Le conseguenze sulla salute
Gli esseri umani possono sopportare solo determinate combinazioni di calore e umidità prima che i loro corpi inizino a sperimentare problemi di salute legati al calore, come colpi di calore o attacchi di cuore. Con il cambiamento climatico che spinge le temperature sempre più in alto in tutto il mondo, miliardi di persone potrebbero essere spinte oltre questi limiti. Dallo scoppio della Rivoluzione Industriale, quando gli esseri umani hanno iniziato a bruciare combustibili fossili in macchine e fabbriche, le temperature in tutto il mondo sono aumentate di circa 1°C, o 1,8 gradi Fahrenheit. Nel 2015, 196 nazioni hanno firmato l’Accordo di Parigi che mira a limitare l’aumento della temperatura mondiale a 1,5°C rispetto ai livelli preindustriali.
Le previsioni future e l’adattamento umano
Le previsioni per il futuro
Il team di ricerca ha modellato aumenti della temperatura globale compresi tra 1,5°C e 4°C – considerato lo scenario peggiore in cui il riscaldamento inizierebbe ad accelerare – per identificare le aree del pianeta in cui il riscaldamento porterebbe a livelli di calore e umidità che superano i limiti umani. Se il riscaldamento del pianeta dovesse continuare a 3°C sopra i livelli preindustriali, i ricercatori hanno concluso, i livelli di calore e umidità che superano la tolleranza umana inizierebbero ad interessare la costa orientale e il centro degli Stati Uniti – dalla Florida a New York e da Houston a Chicago. Anche il Sud America e l’Australia sperimenterebbero un calore estremo a quel livello di riscaldamento.
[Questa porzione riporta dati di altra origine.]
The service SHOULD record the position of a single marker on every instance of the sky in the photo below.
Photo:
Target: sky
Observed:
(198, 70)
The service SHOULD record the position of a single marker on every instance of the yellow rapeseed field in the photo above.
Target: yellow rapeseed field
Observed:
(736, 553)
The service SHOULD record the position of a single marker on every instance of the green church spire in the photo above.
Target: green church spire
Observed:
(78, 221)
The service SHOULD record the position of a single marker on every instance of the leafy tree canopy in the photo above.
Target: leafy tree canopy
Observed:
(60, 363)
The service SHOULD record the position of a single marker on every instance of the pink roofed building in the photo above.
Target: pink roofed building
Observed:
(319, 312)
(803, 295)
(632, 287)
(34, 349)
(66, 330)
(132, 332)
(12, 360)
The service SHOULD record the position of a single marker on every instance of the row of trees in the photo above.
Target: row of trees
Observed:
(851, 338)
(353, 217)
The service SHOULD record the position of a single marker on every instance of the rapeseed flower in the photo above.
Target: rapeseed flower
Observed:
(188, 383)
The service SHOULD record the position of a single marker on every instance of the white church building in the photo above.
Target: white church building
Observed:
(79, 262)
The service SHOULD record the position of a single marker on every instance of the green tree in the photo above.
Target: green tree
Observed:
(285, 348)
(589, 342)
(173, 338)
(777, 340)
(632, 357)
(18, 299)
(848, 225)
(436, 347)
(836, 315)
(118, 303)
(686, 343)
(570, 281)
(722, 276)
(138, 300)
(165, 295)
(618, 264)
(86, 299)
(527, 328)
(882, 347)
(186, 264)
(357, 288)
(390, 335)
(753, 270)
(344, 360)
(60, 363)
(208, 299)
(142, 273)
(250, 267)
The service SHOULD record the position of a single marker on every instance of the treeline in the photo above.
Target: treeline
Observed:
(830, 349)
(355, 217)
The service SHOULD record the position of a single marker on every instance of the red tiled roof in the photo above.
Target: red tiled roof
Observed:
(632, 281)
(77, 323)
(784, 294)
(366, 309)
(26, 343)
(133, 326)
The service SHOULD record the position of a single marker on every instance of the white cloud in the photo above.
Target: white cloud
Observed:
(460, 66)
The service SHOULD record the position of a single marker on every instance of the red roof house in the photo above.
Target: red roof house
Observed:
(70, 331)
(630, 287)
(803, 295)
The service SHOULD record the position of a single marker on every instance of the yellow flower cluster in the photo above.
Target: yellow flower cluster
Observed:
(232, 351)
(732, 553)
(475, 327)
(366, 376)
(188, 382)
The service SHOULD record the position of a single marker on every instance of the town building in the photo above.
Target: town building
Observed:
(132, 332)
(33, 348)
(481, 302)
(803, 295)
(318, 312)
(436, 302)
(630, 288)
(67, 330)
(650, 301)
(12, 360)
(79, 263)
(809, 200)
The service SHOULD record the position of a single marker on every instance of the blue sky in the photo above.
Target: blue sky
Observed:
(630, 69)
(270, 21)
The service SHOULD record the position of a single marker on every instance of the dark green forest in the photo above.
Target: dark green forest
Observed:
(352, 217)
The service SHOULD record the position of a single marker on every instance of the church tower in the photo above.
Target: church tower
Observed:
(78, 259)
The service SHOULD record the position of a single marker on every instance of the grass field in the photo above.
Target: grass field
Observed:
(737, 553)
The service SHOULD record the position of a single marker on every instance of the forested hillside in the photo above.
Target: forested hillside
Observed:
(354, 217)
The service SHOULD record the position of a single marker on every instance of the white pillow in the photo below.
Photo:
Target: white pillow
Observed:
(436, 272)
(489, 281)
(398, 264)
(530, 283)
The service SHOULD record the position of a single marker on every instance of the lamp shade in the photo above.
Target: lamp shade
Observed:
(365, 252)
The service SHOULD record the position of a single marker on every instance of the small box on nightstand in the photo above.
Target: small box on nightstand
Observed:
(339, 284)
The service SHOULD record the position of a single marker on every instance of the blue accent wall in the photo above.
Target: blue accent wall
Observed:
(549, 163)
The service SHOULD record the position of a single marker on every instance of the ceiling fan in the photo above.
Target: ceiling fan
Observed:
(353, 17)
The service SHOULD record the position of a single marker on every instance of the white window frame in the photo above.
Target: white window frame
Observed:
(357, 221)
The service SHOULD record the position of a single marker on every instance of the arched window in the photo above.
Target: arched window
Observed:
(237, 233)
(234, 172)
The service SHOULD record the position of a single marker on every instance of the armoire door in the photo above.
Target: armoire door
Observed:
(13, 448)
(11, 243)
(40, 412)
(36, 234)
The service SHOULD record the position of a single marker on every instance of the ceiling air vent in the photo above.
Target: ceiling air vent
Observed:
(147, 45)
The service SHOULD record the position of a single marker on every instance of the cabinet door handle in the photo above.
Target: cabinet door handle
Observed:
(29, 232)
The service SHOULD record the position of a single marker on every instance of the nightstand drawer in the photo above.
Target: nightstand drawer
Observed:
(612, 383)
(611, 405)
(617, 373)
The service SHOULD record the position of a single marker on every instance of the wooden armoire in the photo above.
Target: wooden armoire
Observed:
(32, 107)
Adattamento e limiti umani
Negli ultimi anni, Kenney e i suoi collaboratori hanno condotto 462 esperimenti separati per documentare i livelli combinati di calore, umidità e sforzo fisico che gli esseri umani possono tollerare prima che i loro corpi non possano più mantenere una temperatura corporea stabile. “Man mano che le persone si riscaldano, sudano, e più sangue viene pompato verso la loro pelle in modo che possano mantenere le loro temperature corporee perdendo calore nell’ambiente”, ha detto Kenney. ”A certi livelli di calore e umidità, questi adattamenti non sono più sufficienti, e la temperatura corporea inizia a salire. Questo non è un pericolo immediato, ma richiede una forma di sollievo. Se le persone non trovano un modo per raffreddarsi entro poche ore, può portare a esaurimento da calore, colpi di calore e sforzo sul sistema cardiovascolare che può portare a attacchi di cuore nelle persone vulnerabili”.
Il futuro del cambiamento climatico
Per fermare l’aumento delle temperature, i ricercatori citano decenni di ricerche che indicano che gli esseri umani devono ridurre l’emissione di gas serra, in particolare l’anidride carbonica emessa dalla combustione di combustibili fossili. Se non si apportano cambiamenti, i paesi a reddito medio e basso soffriranno di più, ha detto Vecellio. Ad esempio, i ricercatori hanno indicato Al Hudaydah, Yemen, una città portuale di oltre 700.000 persone sul Mar Rosso. I risultati dello studio indicano che se il pianeta si riscalda di 4°C, questa città può aspettarsi più di 300 giorni all’anno in cui le temperature superano i limiti di tolleranza umana, rendendola quasi inabitabile.